Adaptive optimization of low rank decomposition and its application on fabric defect detection

• Published in: Pattern analysis and applications : PAA Vol. 28; no. 1
• Main Authors: Shi, Wenya, Chen, Zhixiang, Liang, Jiuzhen, Jiang, Daihong
• Format: Journal Article
• Language: English
• Published: London Springer London 01.03.2025; Springer Nature B.V
• Subjects: Algorithms; Computer Science; Decomposition; Defects; Original Article; Pattern Recognition; Separation; Sparse matrices; Sparsity; Low-rank decomposition; Penalty factor; Constraint conditions; Adaptive weights; Defect detection
• ISSN: 1433-7541; 1433-755X
• DOI: 10.1007/s10044-024-01363-z

In practical applications of fabric defect detection, low-rank decomposition is the effective method.
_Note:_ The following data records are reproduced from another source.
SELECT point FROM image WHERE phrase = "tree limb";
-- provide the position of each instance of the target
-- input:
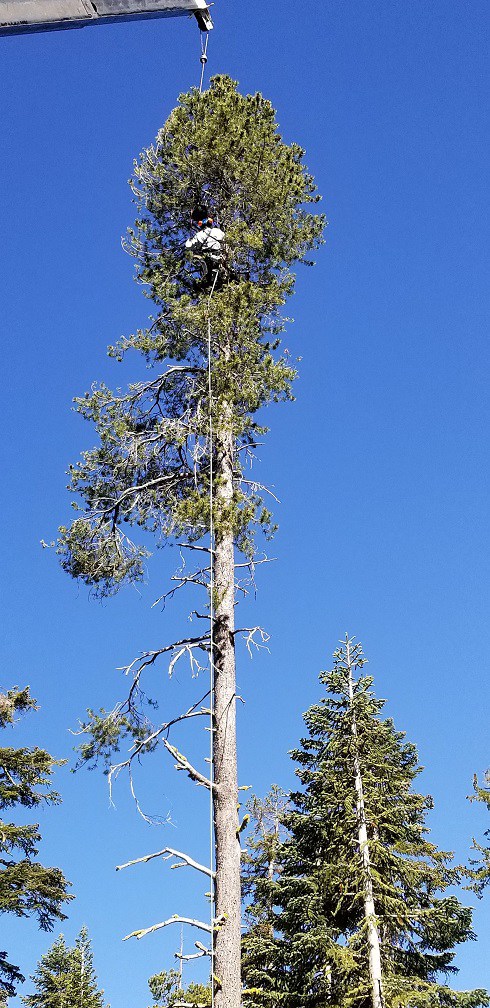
(170, 853)
(184, 764)
(175, 919)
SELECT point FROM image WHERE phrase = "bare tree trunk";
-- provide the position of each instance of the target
(227, 941)
(374, 949)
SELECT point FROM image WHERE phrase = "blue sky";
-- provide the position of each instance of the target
(380, 464)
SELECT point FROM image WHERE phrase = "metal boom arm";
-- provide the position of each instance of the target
(18, 16)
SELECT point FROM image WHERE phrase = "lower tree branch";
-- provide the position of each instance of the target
(184, 764)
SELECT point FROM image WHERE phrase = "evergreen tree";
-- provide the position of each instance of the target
(264, 954)
(26, 887)
(329, 899)
(66, 977)
(481, 874)
(166, 990)
(167, 448)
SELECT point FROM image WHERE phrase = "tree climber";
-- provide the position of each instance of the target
(208, 243)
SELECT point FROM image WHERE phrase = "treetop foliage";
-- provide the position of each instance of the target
(26, 887)
(480, 871)
(313, 899)
(151, 467)
(66, 977)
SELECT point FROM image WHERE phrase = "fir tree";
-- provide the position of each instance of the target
(264, 955)
(66, 977)
(166, 989)
(166, 448)
(331, 895)
(26, 887)
(481, 873)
Sparse matrices represent defect results, so sparse terms are the focus of this application. Because the characteristics of each observation matrix differ, the weight of sparse term also differ. Therefore, this paper proposes adaptive weight for the model, allowing it to find suitable weight for different observation matrices and thereby improving the accuracy of model. During the matrix separation process of the model, elements that should belong to the sparse matrix may be separated into the noise matrix. To address this, this paper establishes new constraints to achieve a deeper separation between the two. While establishing the corresponding algorithmic framework, this paper also considers the fluctuations in the model’s solution process and proposes a new definition for the penalty factors. This aims to improve algorithm efficiency and reduce CPU time. This paper also provides a convergence analysis of the proposed method. In the dataset of fabric defects, it was shown that the star and dot types had the best results in TPR and F-measure, with TPR of 85.15% and 81.56%, and f-measure of 70.51% and 65.40%, respectively. Indicating that the method proposed in this paper has the fastest calculation speed.